Over 80 years of tradition is set to be swept away with the decision by Strathclyde University to break up its Jordanhill education faculty and merge it with other disciplines.
A Pounds 50 million purpose-built building was planned for the department in 2006, but this scheme has been scrapped. Instead, teacher training will be scattered throughout two or more existing university buildings after it is combined with the faculty of law, arts and social sciences.
Although Jill Bourne, dean of the education faculty, has given the proposals her support, the prospect of Jordanhill effectively disappearing is said to have caused unrest among staff, who are now concerned at the potential threat to initial teacher education.

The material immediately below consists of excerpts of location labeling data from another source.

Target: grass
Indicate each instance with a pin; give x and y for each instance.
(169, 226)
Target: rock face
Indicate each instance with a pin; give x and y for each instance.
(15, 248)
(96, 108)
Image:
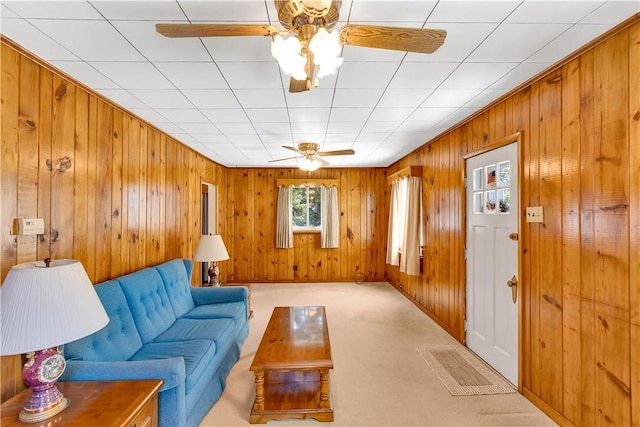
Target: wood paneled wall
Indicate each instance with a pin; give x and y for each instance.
(580, 159)
(252, 200)
(115, 193)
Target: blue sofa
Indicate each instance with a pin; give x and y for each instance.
(163, 328)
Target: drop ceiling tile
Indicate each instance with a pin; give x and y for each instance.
(255, 75)
(357, 98)
(566, 43)
(350, 114)
(486, 97)
(226, 115)
(378, 11)
(472, 11)
(261, 98)
(520, 74)
(267, 115)
(25, 34)
(360, 75)
(206, 99)
(85, 74)
(133, 75)
(123, 98)
(149, 115)
(99, 40)
(470, 75)
(236, 128)
(380, 127)
(185, 115)
(283, 128)
(156, 47)
(192, 75)
(562, 11)
(394, 98)
(369, 138)
(368, 54)
(316, 97)
(302, 115)
(251, 11)
(199, 128)
(461, 40)
(391, 114)
(431, 114)
(613, 12)
(314, 127)
(162, 98)
(140, 10)
(238, 49)
(524, 41)
(450, 97)
(53, 9)
(421, 74)
(344, 127)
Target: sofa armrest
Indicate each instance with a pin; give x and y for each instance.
(216, 295)
(171, 371)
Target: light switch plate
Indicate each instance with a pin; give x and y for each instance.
(535, 214)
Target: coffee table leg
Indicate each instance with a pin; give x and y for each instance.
(324, 389)
(258, 405)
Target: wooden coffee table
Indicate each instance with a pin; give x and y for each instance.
(292, 367)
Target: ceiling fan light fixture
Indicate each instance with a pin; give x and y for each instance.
(287, 53)
(310, 164)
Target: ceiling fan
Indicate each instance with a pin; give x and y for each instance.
(312, 158)
(314, 51)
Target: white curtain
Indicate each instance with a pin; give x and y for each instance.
(284, 231)
(406, 232)
(395, 233)
(329, 233)
(413, 232)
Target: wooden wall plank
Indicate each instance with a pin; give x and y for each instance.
(572, 379)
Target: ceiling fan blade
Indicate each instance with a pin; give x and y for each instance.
(297, 86)
(336, 153)
(294, 149)
(420, 40)
(216, 30)
(286, 158)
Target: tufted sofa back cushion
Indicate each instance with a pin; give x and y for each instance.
(117, 341)
(176, 282)
(149, 302)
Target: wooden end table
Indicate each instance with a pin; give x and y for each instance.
(292, 365)
(96, 403)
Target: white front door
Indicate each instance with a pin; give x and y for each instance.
(492, 258)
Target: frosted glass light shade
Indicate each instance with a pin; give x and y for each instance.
(43, 307)
(211, 248)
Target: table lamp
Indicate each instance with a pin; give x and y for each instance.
(211, 249)
(44, 305)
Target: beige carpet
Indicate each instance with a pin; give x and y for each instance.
(378, 378)
(462, 372)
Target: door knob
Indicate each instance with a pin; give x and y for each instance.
(513, 284)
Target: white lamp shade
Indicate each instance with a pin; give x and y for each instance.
(211, 248)
(45, 307)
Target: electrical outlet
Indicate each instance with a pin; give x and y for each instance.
(535, 214)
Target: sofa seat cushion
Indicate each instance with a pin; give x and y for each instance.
(117, 341)
(198, 357)
(234, 310)
(176, 283)
(218, 330)
(149, 303)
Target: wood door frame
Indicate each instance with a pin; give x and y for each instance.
(517, 138)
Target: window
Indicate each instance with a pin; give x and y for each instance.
(306, 208)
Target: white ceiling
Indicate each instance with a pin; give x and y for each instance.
(227, 98)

The university's U-turn is thought to have resulted in part for the need for cost-cutting, putting the jobs of 150 staff on the line, and partly from the difficulty of selling Jordanhill's 40-acre site during a recession, despite its location in Glasgow's West End.
These developments have been reinforced by the arrival of a new principal, Professor Jim McDonald, whose background is in engineering and who has made no secret of his aim to turn Strathclyde into a "Scottish MIT".
At its May 8 meeting, the university's ruling body endorsed this vision, which Professor McDonald said "explicitly and strategically integrates science, engineering and technology with business, humanities, arts and social sciences".
The merged departments, including education, will develop a "vibrant, sustainable, efficient and effective" portfolio, he pledged. nm.